I’ve written before about why you should never take a dependency on Elon Musk for anything, but the introduction of an API for Grok AI compels me to further belabor this point.

APIs are a sacred covenant between platforms and developers, and should be neither casually offered nor casually embraced. Relying on an API is a high-trust decision in our increasingly low-trust world.

It should be obvious, but there are some things to consider before embracing an Elon API:

  • Elon turned off the Twitter API and Twitter SSO with no notice whatsoever, and didn’t get around to acknowledging it for days (and never sufficiently). Fool me once, etc, etc.
  • Elon is erratic. Whether due to drug use or not, pretty much any 24 hour window on Twitter makes this point, along with his autistic foray into “public service”.
  • Elon is petty, vindictive, enthusiastically wields the legal system to harass his (many) enemies, and shamelessly hampers competitors or companies he just doesn’t like.
  • Elon regularly falls out with friends, allies and partners.
  • Elon has a long history of exaggerating capabilities and congenitally optimistic schedules. He’s the vaporware GOAT with his self-driving car promises. Promises to cut $2 trillion from the Federal budget likely cements his vaporware GOAT status for eternity.
  • Elon has many distractions that could undermine even his best intentions to serve a particular set of customers. Some, like Tesla, are under immense stress. He also has a history of self-dealing across his portfolio of companies, and not for the benefit of customers or investors.
  • Elon doesn’t believe in taking dependencies himself, and aggressively practices vertical integration across his businesses (this has become a speaking point in his battle with Peter “Retardo/Ron Vara/Rasputin” Navarro).
  • Elon uses his political connections to coerce customers and is advancing a new legal theory by suing advertisers for not buying Twitter ads. Evidently we are all required to do business with Elon, no matter how much he sabotages his companies.
  • Elon personally decides, in real-time, where Ukraine can and cannot use StarLink in its war with Russia. He has regular one-on-ones with Putin (hello Logan Act!), and after incongruously switching sides in that war, the Trump Administration threatened to end Ukraine’s use of StarLink. Elon currently seeks to reassure the world he would never do that, as he loses StarLink business because of concerns about his reliability, but does not deny he could. (For the record, StarLink is awesome, and I say that as someone whose Twitter status has long since been down-ranked).
  • And we won’t even speculate here on how compromised Elon is by the Chinese Communist Party (though others have).

Platforms require great trust and anyone considering an Elon API should explicitly think about whether he is a reliable provider (polls suggest he faces an uphill battle).

Offering an API and inviting people to take a dependency on it is a long term commitment. Think decades by default. And you better think it through – economically and technically — before introduction. Don’t assume you will revise the terms of trade if it has some success. Should you have to deprecate the API, there better be a great rationale with at least a year of notice and help for customers to migrate.

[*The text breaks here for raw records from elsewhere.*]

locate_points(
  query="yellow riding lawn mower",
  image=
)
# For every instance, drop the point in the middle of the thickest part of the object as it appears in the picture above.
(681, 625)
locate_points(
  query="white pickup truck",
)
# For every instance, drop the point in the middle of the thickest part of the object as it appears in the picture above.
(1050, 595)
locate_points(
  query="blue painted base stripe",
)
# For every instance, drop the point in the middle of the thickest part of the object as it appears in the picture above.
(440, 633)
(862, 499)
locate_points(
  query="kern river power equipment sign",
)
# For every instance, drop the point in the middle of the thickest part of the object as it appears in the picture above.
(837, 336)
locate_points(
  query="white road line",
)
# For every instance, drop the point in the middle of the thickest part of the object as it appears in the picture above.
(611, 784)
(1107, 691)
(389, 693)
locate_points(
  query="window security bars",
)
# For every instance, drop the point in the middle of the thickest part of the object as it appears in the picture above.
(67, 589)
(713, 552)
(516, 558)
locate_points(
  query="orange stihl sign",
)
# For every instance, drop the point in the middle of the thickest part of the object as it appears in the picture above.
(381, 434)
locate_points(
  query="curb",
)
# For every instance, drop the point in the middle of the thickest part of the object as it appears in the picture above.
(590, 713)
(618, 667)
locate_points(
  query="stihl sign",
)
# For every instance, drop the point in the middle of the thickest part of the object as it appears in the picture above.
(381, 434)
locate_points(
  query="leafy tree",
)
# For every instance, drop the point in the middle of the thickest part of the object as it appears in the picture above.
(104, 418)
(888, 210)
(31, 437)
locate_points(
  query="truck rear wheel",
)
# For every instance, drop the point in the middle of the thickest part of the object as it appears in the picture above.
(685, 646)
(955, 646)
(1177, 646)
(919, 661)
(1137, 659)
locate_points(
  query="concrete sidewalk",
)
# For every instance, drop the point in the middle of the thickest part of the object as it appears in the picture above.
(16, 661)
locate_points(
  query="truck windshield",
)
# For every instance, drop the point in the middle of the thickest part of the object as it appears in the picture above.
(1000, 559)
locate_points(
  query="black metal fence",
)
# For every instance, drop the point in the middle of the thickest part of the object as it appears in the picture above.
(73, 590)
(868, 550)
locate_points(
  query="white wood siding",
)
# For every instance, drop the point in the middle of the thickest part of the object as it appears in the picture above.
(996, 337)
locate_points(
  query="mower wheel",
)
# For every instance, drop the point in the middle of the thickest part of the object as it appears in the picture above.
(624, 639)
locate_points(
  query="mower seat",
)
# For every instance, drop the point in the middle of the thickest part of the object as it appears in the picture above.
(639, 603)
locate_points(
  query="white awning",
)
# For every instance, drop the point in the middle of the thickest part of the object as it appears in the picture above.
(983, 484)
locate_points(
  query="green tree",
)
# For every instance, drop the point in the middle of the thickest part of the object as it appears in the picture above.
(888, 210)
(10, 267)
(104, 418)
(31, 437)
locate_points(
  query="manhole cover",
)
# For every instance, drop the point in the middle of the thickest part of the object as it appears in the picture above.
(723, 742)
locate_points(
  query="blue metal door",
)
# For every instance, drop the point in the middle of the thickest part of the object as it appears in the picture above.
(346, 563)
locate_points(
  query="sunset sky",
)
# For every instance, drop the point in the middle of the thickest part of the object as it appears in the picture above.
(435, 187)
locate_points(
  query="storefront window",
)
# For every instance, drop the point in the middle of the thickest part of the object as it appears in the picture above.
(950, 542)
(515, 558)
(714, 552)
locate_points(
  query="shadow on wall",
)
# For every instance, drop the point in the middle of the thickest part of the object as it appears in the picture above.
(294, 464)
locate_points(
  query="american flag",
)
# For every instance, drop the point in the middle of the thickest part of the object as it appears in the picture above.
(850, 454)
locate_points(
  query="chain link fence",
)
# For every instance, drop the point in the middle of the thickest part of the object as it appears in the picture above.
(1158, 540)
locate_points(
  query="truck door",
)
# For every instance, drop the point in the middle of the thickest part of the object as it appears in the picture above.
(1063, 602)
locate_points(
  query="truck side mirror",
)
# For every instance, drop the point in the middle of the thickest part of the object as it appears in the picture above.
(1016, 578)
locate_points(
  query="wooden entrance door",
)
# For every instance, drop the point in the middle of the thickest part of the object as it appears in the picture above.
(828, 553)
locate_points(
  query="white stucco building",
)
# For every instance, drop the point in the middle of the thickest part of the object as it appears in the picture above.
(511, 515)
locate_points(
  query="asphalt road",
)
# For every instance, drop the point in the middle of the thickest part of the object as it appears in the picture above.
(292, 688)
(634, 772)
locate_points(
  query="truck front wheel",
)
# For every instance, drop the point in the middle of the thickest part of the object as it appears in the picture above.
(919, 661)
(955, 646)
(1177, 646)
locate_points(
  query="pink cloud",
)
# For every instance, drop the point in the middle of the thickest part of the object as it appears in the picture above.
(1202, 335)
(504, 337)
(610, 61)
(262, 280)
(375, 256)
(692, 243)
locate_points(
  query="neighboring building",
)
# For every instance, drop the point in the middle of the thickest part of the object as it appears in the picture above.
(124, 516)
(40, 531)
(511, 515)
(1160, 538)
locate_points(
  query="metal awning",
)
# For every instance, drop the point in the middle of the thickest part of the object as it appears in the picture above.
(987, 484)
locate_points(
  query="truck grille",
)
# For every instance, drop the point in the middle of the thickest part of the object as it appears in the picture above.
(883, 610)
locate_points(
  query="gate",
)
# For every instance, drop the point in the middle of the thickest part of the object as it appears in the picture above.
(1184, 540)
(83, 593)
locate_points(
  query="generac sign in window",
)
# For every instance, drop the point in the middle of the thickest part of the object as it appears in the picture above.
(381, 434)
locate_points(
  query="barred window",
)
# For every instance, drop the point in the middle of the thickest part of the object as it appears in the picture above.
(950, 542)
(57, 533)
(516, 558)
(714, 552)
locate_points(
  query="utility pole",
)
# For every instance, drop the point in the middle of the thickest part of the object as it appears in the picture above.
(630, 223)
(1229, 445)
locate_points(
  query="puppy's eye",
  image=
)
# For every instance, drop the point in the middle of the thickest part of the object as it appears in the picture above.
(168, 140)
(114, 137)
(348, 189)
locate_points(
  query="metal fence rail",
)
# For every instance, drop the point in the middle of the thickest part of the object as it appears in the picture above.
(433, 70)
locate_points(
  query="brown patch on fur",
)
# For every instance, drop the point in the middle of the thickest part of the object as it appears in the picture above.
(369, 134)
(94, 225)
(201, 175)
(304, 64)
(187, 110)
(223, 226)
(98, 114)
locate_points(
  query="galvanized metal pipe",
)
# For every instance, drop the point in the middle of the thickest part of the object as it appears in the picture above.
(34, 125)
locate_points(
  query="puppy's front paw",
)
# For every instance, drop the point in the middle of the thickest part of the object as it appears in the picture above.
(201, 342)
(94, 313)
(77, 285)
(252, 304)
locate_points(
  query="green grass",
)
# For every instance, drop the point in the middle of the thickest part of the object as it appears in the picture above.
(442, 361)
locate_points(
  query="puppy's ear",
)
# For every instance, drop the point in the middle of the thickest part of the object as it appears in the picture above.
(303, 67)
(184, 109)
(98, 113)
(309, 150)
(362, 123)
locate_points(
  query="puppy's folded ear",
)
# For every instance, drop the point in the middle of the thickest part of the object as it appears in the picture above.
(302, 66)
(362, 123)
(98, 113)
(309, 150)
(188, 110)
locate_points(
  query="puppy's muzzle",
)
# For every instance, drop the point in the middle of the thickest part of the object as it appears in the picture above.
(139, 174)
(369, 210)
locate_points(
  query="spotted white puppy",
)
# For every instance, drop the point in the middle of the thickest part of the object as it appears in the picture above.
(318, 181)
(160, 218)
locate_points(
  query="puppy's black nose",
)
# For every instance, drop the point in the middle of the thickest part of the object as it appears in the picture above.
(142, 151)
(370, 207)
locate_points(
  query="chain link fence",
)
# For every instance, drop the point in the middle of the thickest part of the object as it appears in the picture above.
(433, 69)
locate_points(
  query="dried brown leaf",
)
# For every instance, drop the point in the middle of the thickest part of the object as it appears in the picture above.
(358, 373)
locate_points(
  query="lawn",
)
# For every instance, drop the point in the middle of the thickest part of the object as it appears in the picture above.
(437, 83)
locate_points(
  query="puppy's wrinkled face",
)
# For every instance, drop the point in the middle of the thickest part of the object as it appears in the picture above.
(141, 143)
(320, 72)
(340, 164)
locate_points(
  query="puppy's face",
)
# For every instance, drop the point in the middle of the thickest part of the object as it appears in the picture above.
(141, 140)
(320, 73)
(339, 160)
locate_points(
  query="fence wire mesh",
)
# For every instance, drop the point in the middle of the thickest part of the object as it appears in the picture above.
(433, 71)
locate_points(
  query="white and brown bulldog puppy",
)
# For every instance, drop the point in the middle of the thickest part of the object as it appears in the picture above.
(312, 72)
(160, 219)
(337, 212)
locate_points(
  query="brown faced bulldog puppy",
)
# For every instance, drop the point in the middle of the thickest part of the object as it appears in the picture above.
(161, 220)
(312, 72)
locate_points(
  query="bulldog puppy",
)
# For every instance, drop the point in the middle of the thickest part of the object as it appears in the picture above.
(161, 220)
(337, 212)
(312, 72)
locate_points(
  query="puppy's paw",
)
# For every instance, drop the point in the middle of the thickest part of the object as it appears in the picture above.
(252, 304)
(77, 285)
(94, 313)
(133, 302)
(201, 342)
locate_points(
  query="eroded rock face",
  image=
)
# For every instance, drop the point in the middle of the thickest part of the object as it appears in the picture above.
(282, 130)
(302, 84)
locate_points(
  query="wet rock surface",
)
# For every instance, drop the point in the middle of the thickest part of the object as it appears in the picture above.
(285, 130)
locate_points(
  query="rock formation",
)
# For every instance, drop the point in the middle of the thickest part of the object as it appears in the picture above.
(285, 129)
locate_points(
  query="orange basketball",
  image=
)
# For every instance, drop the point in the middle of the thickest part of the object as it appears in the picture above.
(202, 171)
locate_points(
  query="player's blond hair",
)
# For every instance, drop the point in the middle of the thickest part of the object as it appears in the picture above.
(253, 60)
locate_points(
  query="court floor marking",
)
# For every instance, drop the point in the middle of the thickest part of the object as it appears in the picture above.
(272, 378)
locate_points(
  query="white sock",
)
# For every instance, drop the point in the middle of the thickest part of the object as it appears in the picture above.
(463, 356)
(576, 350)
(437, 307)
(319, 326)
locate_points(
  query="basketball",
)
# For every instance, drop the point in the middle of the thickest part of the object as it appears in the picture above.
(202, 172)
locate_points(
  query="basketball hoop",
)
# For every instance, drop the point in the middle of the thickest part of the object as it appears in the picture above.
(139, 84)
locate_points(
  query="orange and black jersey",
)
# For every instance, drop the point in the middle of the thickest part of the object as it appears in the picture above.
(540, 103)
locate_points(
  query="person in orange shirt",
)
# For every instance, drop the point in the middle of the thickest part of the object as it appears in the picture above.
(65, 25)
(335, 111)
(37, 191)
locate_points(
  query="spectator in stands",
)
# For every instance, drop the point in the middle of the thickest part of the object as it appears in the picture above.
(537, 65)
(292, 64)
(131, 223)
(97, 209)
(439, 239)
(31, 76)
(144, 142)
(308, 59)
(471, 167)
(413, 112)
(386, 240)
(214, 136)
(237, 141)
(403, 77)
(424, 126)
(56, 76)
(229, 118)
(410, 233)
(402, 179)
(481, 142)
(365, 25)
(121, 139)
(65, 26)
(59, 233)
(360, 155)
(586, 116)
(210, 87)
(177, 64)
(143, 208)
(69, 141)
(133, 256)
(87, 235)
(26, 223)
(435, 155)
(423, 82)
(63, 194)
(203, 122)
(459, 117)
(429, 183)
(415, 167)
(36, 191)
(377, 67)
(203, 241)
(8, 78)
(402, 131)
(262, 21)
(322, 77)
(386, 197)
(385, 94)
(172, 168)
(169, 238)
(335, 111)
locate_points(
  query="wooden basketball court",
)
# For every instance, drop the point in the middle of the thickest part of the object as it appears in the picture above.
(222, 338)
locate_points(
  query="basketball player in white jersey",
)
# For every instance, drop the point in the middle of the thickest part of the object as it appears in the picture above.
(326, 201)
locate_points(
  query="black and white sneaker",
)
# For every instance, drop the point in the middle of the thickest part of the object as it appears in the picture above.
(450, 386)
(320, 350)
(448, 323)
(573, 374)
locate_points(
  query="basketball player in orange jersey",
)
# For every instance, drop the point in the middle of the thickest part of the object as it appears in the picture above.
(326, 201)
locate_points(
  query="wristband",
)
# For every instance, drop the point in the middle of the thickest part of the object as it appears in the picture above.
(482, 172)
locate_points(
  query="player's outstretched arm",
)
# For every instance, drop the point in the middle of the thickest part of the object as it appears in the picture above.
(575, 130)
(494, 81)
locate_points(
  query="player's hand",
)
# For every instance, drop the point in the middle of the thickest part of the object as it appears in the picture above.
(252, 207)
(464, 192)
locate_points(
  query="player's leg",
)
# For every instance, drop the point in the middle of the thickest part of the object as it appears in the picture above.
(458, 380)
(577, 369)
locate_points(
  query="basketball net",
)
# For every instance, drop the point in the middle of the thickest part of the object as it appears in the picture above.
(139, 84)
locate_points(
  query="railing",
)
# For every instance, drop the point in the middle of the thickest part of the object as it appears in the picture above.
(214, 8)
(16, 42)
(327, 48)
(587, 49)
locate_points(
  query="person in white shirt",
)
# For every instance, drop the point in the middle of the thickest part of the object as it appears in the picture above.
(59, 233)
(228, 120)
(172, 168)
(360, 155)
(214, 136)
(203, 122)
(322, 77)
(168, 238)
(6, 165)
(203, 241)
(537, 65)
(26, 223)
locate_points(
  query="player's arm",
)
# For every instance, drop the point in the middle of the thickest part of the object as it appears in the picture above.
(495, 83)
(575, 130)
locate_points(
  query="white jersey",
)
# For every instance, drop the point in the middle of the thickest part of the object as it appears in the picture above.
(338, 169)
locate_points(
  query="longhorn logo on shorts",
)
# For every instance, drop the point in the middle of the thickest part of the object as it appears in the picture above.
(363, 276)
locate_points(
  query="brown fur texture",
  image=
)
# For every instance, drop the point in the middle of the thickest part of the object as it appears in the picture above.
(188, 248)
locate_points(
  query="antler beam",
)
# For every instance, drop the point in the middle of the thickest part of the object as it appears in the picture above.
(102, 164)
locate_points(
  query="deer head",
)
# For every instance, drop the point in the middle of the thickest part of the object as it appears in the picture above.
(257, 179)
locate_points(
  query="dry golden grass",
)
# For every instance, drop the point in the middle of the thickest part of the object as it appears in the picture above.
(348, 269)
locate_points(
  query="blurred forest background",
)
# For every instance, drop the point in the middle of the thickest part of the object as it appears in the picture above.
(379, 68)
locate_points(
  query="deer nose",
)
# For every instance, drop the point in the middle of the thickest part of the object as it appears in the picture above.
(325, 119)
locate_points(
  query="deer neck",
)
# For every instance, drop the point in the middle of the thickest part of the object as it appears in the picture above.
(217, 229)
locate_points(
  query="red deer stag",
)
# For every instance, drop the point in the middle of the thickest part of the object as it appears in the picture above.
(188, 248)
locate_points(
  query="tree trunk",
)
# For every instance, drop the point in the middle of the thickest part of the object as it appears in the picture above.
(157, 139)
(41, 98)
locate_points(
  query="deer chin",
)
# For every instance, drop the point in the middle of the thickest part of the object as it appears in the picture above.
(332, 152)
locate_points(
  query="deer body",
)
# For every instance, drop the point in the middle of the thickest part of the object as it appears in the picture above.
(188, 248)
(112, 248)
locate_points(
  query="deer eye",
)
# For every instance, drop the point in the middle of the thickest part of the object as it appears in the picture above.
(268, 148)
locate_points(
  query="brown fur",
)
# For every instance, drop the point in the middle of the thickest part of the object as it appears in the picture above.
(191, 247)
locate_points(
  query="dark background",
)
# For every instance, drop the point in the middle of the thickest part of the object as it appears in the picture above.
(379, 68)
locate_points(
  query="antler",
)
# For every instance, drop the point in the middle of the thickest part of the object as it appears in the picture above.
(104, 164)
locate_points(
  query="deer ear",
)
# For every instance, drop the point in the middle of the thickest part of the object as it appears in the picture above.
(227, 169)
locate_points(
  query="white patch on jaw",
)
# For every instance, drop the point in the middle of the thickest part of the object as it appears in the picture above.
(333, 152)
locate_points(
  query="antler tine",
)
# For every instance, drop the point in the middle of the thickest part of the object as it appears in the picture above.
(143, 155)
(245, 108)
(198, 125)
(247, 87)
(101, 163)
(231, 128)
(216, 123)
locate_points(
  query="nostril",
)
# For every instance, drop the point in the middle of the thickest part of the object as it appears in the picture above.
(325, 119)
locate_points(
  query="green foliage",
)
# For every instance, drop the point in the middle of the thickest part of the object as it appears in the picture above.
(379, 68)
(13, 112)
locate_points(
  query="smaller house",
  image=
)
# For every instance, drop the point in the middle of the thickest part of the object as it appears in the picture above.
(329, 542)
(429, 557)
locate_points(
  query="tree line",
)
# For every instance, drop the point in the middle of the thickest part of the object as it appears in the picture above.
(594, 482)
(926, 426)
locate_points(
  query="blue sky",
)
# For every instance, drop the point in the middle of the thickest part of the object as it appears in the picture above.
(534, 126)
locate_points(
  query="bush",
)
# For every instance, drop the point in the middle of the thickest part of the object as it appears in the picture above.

Do we think Elon is up to the task?

2 responses

  1. Hehe. I agree that it’s a bit alarming but Twitter has been plagued with a ton of bots, scrapers, and fake accounts.

    Also, if you hadn’t noticed, people have been using Grok against Elon’s comments for unbiased analysis… which is hilarious and frankly good.

    Reddit and Facebook have done the same (not praising them).

  2. Charles Fitzgerald Avatar

    It was a quick post. Chronicling everything that has gone wrong with Twitter is a big task…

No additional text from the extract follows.